Third, the tie is a seven fold in just two pieces of silk. This means that the construction of the tie is made with a lot of silk. However, she pointed out that the silk does not contain any registration marks whatsoever. This is where the wooden block pins penetrate the silk to keep pattern alignment. She searched much to the amusement of other diners.
Fourth, she pointed out that the dyes used in the silk are colour fast and modern. The blue dye used in the paisley is a dead give away. Madder dye's used in the 1950's were polar opposite to the ones used today. They looked very different. They had a certain natural fuzzy glow and warmth and looked very organic.
Fifth, real english ancient madder is unmistakable. It has a very dusty appearance - as if someone left it in the attic for 50 years and it is covered in dust. She pointed out that my modern PC english screen printed madder has no dustiness whatsoever. Modern madder is not real ancient madder - it is a modern day compromise.
Sixth, the grade of silk used in my tie is very different and cleaner to what was available in the 1950's. Modern silk is boiled to remove residue at very high pressure. The sophisticated equipment used to achieve this cleaner appearance and feel was not available in the 50's.

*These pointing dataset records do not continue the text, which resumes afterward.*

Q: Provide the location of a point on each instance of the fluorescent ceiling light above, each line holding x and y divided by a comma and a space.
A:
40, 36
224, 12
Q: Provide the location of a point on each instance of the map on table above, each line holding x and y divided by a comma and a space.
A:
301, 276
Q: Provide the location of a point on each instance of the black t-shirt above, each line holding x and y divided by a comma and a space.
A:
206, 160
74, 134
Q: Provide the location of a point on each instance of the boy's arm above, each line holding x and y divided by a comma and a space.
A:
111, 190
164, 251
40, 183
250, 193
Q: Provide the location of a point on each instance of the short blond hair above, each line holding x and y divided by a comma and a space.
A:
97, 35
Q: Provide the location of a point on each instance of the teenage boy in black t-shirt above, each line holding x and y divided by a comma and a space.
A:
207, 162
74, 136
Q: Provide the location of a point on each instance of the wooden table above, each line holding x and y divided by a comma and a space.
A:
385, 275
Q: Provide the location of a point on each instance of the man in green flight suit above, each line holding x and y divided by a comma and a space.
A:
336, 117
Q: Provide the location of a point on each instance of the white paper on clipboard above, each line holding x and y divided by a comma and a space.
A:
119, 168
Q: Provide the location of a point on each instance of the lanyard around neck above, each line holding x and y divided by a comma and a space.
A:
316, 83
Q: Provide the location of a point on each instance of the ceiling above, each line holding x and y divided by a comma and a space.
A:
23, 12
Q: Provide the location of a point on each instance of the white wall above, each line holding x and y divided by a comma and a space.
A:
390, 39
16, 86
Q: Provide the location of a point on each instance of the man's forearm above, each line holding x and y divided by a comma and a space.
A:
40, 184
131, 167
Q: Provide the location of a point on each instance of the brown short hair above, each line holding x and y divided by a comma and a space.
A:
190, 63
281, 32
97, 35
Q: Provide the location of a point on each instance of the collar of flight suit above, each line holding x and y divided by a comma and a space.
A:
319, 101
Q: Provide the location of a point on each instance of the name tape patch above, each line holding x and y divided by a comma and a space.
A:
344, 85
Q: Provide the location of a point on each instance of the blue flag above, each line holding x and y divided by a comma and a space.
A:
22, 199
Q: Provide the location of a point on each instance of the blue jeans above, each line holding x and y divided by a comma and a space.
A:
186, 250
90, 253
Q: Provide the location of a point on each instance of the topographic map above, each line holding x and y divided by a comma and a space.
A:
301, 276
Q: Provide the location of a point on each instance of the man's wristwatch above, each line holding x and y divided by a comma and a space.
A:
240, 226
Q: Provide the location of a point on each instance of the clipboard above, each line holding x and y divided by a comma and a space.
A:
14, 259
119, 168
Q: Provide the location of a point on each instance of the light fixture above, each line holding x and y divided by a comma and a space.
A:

She has no reason to mislead me and I trust her professional and qualified judgment. I just want to add that the tie is very well made. The 7 fold construction is beautiful. However, the silk is a modern screen printed madder and not vintage 1950's silk. I paid a huge premium for what I thought was 1950s vintage. Yes, I am upset because I wanted something extremely rare and commissioned the seven fold tie because I was told the silk was from the 1950's. Had I known that it is a modern screen printed madder I would have only commissioned a three fold tie.